On Friday, August 7th, 2020 at 2PM (EDT) via Instagram Livestream, I’ll be in conversation with Adam Barbu, for a discussion of “queer solitude and non-reparative curating.”

We’ll return to Barbu’s recent exhibition Empty History (Vtape, 2019), now in the context of the COVID pandemic, and the current and ongoing degradation and dispossession of so many lives. Juxtaposing two theorists: Eve Sedgwick on “paranoid and reparative” reading, and Gilles Deleuze on “living in a world without others,” we’ll discuss an ethics and aesthetics of queer solitude as non-paranoid and non-reparative modes of being in the world. You can join the livestream here:
Instagram: @vtapevideoart
From the Vtape press release:
Late in 2019, Vtape presented the exhibition Empty History curated by Adam Barbu. This exhibition questioned histories of queer singularity and progress and was an elegant exploration of what he referred to as the “everyday”.

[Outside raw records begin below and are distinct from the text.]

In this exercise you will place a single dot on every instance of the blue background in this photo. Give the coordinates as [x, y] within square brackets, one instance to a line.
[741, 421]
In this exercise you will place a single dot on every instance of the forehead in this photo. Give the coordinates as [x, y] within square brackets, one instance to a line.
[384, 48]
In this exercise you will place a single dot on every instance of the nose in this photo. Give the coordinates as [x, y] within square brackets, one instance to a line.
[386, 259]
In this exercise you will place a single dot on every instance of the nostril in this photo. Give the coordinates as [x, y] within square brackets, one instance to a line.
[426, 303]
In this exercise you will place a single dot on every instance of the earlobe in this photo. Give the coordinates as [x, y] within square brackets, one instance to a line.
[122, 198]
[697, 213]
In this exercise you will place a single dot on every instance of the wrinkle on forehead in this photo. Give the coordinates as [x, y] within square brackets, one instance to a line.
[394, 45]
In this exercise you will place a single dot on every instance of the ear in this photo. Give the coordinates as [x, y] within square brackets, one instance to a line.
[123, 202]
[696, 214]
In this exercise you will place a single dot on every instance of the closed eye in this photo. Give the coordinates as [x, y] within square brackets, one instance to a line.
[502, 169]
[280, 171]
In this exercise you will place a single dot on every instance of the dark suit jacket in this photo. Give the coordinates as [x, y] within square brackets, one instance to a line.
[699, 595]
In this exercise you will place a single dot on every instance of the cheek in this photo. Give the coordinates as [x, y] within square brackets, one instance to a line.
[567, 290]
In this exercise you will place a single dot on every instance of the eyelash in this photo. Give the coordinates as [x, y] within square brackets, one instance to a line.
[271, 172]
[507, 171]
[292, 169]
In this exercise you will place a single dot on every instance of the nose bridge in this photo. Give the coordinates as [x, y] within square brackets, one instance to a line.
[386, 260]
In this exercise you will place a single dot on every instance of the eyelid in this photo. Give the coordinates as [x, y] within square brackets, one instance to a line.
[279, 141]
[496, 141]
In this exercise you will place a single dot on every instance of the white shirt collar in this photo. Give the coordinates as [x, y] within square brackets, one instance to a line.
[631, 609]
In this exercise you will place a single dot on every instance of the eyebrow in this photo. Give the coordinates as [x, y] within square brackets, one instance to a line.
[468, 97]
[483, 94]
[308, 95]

This conversation is a chance to revisit that exhibition and consider it in relation to the unprecedented conditions that surround us all. There is a short video currently available on the Vtape website that is a walk-through of the exhibition when it was installed in November-December 2019 in the Bachir/Yerex Presentation Space at Vtape. www.vtape.org
Works in the exhibition
DEIRDRE LOGUE, Home Office, video, 2017, 03:33
LUCAS MICHAEL, Fixed Kilometer, video, 2018, 46:35
LUCAS MICHAEL – Audiences Fortunas Iuvat, sculpture, 2011
PAUL WONG – Perfect Day, video, 2007, 7:30
Adam Barbu is an independent writer and curator based in Ottawa. He holds an MA in Art History from the University of Toronto. In 2015, he was the recipient of the Middlebrook Prize for Young Canadian Curators. Some of his past exhibitions include The queer feeling of tomorrow, Art Gallery of Guelph (2015-2016), A minimal doubt, Videofag, Toronto (2015), and The Circle Won’t Be Broken, Visual AIDS, New York City (2015). He has contributed to publications such as Canadian Art, Esse, Espace art actuel, Momius, and the Journal of Curatorial Studies.

Thanks to Christine Shaw for the screen capture!